Basic rules for order of reciting blessings over different kinds of food & drinks:

> A prayer of thanks to G-d for bread at the start of the meal (#1) includes within it everything else that will be eaten within the meal (since bread, which is the “staff of life,” is the most important food), so no mention of thanks for the other foods or beverages within that meal is needed – except for grape wine or grape juice, which has the most important status among beverages.

> Likewise, a prayer of thanks to G-d for drinking grape wine or grape juice (#3) at the start of a snack or a meal includes all the other beverages that will be drunk within that occasion. So in that case, a separate blessing upon drinking any other beverages afterwards is not needed (even if bread in not being eaten).

> Blessing #5 (for a fruit of the earth) will also include #4 (for a fruit), if #4 is not said first. Blessing #6 (for all edible things) will also include any of the others that are not said before it.

> When a person is about to eat a snack with different kinds of food (without eating bread), he should proceed in the order of the list above. That is because a person logically should say more praises to G-d if he has the opportunity to do so. Therefore it is meritorious if he blesses and partakes of a tree-fruit (#4) before blessing and partaking of a vegetable (#5), and says the general blessing (#6) last (for example, before partaking of meat or cheese). In that way, he will not prematurely exempt a food that he could have said a blessing for, and so that he doesn’t say any blessings in vain, G-d forbid (for example, if he make an unnecessary blessing for a fruit after he already said a blessing for a vegetable, when both of those are going to be eaten in one snack).

> These blessing for eating or drinking are in the category which the Rabbinical Sages called “blessings for personal benefits.” A person should bless and thank G-d for the benefits which He bestows upon him. The greater the benefit, the greater the person’s feelings of thankfulness will be. This has a practical relevance when choosing what species of fruit (for example) to say the blessing on when several different fruits will be eaten. The person should say the blessing upon the fruit that he likes best, and partake of it first, thereby mentally including all the other fruits that he will eat in that snack.

> The Rabbinical Sages instituted rules for blessings recited by Jews, that would remind them about the spiritual greatness of their holy Land of Israel. One of these rules relates to blessing #4, for fruits of trees. In Deut. 8:8, G-d praises the Land of Israel as “a land of …[grape] vines and figs and pomegranates, a land of oil-olives and [date-]honey.” (In the Torah, dates are often referred to as “honey” because of their thick sweet juice.) The Sages instituted that if a Jew has any or all of those five species of fruit before him, along with any other fruits, the one which he should say a blessing for and partake of first (thereby including the other fruits in that blessing) is the type of fruit the comes earliest in that verse (e.g., reciting the blessing #4 and eating a grape first, to include all the other fruits). It is permitted (but optional) for Noahides to also follow this rule.

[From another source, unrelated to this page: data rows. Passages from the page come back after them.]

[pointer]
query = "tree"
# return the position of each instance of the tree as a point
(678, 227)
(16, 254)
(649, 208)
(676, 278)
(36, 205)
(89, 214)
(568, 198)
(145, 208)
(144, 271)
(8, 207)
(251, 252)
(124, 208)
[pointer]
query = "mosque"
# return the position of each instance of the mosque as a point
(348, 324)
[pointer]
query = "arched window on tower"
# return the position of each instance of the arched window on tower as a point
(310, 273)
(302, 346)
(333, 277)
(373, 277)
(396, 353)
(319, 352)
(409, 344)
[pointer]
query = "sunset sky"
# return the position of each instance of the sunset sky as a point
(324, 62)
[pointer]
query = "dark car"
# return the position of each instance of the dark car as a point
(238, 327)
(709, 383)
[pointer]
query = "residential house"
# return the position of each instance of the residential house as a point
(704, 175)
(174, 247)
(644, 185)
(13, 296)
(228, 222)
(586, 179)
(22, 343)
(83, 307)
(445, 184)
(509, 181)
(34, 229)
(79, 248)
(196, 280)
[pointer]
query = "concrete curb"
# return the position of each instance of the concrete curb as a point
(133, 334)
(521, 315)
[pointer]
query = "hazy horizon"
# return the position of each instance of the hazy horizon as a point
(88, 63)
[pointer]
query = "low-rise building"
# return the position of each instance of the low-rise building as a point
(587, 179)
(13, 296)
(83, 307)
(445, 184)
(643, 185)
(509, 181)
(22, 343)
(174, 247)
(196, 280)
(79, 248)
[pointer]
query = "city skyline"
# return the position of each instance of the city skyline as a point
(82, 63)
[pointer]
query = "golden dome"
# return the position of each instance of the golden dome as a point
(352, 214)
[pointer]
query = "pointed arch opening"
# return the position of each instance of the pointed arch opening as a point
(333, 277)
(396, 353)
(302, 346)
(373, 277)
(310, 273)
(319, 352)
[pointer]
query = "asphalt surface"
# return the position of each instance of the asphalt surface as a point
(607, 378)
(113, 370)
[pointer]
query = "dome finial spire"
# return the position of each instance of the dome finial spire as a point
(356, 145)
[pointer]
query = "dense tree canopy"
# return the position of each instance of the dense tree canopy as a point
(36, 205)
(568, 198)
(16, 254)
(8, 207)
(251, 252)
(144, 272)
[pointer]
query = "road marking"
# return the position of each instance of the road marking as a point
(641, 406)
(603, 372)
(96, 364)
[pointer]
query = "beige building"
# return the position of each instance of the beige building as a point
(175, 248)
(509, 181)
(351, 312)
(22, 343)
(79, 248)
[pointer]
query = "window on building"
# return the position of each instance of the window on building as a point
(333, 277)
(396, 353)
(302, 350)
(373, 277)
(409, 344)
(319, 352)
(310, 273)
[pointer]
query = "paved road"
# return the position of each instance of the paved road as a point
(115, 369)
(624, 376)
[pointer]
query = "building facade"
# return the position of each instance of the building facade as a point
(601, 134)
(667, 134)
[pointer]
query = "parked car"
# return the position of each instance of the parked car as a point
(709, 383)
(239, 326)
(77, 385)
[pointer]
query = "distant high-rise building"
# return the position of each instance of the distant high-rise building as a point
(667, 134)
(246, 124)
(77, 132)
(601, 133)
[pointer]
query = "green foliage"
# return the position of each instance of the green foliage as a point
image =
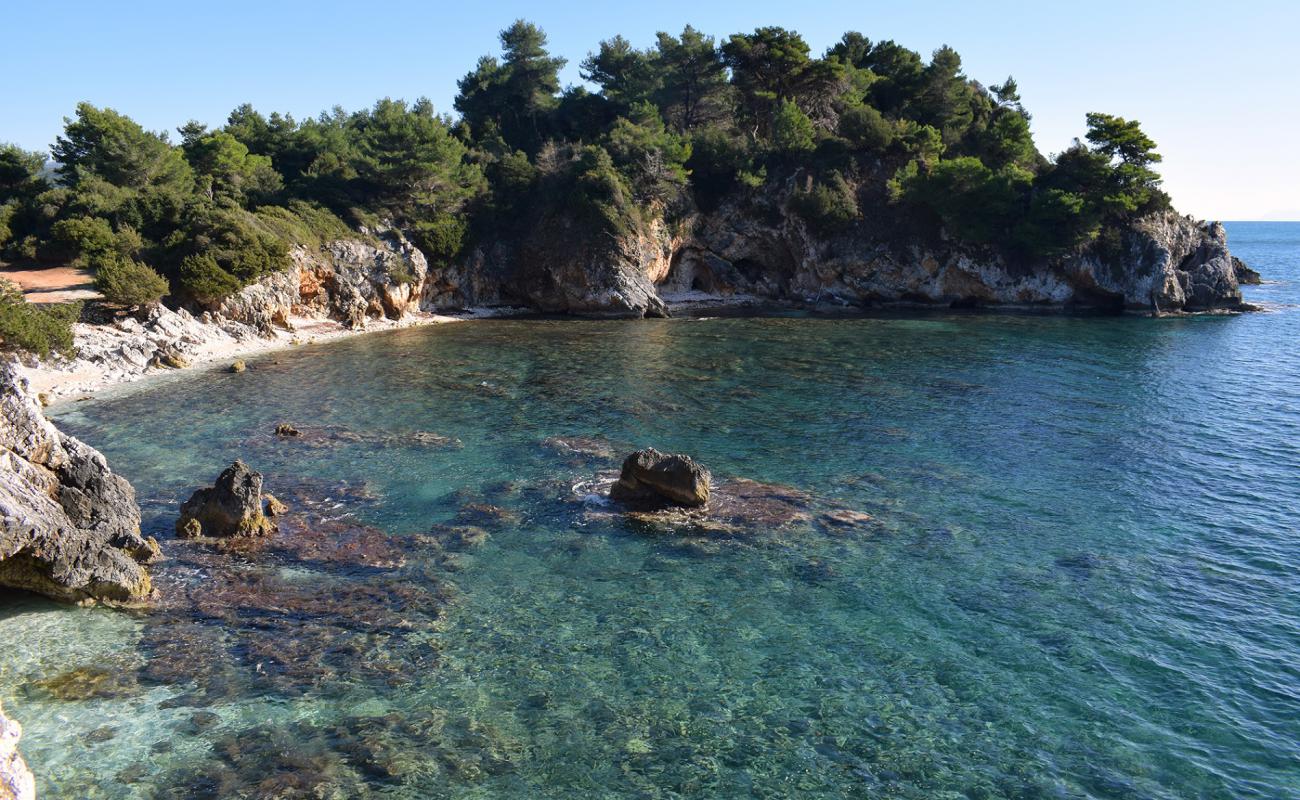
(792, 130)
(228, 171)
(440, 240)
(512, 95)
(221, 250)
(39, 329)
(408, 163)
(693, 89)
(21, 173)
(112, 147)
(129, 282)
(867, 129)
(206, 281)
(599, 193)
(302, 223)
(827, 206)
(718, 158)
(624, 74)
(89, 238)
(681, 124)
(649, 156)
(772, 65)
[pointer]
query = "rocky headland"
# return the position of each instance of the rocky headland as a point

Some other pleasing occasions on which to recite thanks & blessings to G-d:

> Before smelling sweet spices (such as cloves or cinnamon), you can thank and bless “G-d, King of the universe, Who creates various kinds of spices.”

> On hearing news that is good both for yourself and for others, you can thank and bless “G-d, King of the universe, Who is good and does good.”

These and other details about reciting blessings to G-d before eating or drinking, and after having a meal, are included in our prayer booklet for Noahides that is pictured above.